It has now been seven months since I was appointed by President Trump as Vice Chair for Supervision. It is an incredible honor and a profound responsibility to serve in this role. Since I first joined the Board in November 2018, we have faced significant challenges in the banking system and in the economy. Serving on the Board during this time has provided a unique perspective about the banking system and specifically this role, including how to effectively carry out its important responsibilities and promote the safety and soundness of the banking system.
Over the past seven months, I have implemented a comprehensive approach to pragmatic supervision and regulation. As we work to preserve safety and soundness, we must ensure the U.S. banking system remains efficient, innovative, and accessible. This is especially important for the small and community banks that serve Americans across the country, including my hometown in Kansas.
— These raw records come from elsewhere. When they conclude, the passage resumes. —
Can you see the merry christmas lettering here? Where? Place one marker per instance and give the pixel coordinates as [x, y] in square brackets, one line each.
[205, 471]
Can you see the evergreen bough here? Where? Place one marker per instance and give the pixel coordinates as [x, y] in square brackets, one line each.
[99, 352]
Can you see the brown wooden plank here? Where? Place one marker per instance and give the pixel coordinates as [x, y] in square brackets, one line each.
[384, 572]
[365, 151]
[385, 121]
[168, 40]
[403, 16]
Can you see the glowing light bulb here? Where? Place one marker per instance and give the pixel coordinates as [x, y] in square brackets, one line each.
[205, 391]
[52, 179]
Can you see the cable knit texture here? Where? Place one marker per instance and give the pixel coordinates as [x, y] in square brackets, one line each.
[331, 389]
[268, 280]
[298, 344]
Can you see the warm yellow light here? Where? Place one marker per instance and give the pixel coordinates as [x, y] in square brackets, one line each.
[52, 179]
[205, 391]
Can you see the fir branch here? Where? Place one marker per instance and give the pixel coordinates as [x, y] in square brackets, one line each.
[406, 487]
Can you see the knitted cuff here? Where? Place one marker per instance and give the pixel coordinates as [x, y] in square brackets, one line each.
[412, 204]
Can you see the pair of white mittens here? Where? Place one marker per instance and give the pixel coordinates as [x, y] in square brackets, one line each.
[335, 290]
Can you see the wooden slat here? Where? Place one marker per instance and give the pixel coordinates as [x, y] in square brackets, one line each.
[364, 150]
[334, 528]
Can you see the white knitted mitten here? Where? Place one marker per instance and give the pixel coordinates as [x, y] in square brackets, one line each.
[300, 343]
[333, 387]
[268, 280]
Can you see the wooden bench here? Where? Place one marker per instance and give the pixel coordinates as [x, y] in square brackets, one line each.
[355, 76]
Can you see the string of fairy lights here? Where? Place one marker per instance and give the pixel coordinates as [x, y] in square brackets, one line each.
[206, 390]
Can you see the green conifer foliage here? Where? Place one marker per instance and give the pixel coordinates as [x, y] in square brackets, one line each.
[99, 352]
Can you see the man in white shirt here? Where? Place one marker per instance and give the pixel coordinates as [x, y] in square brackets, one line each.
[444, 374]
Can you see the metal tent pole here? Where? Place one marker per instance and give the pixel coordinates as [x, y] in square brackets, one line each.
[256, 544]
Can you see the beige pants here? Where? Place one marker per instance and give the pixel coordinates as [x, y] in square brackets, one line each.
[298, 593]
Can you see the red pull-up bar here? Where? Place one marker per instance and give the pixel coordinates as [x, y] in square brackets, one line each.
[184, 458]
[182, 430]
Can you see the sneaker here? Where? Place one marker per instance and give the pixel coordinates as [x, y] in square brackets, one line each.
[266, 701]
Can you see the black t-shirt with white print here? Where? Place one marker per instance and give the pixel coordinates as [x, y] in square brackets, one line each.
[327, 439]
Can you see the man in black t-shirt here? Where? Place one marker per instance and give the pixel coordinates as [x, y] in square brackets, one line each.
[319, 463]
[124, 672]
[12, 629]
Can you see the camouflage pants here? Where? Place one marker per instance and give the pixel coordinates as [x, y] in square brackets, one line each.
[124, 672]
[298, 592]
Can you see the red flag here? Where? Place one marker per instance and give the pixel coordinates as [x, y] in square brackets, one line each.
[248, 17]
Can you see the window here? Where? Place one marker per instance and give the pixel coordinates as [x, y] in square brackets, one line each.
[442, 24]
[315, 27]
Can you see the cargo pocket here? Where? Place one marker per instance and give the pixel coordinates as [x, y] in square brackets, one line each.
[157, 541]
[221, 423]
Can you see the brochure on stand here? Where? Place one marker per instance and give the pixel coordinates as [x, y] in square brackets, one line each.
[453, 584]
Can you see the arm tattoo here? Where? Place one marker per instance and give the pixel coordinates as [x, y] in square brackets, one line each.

Drawing from my own experience as a community banker and as the Kansas State Bank Commissioner, I have prioritized tailoring our approach to reflect the unique profiles of banks, refocusing our supervision on early detection and remediation of material financial risks and enhancing transparency in our processes. You know these risks well—they are the core risks that truly threaten the viability and safety and soundness of institutions and the stability of the broader financial system.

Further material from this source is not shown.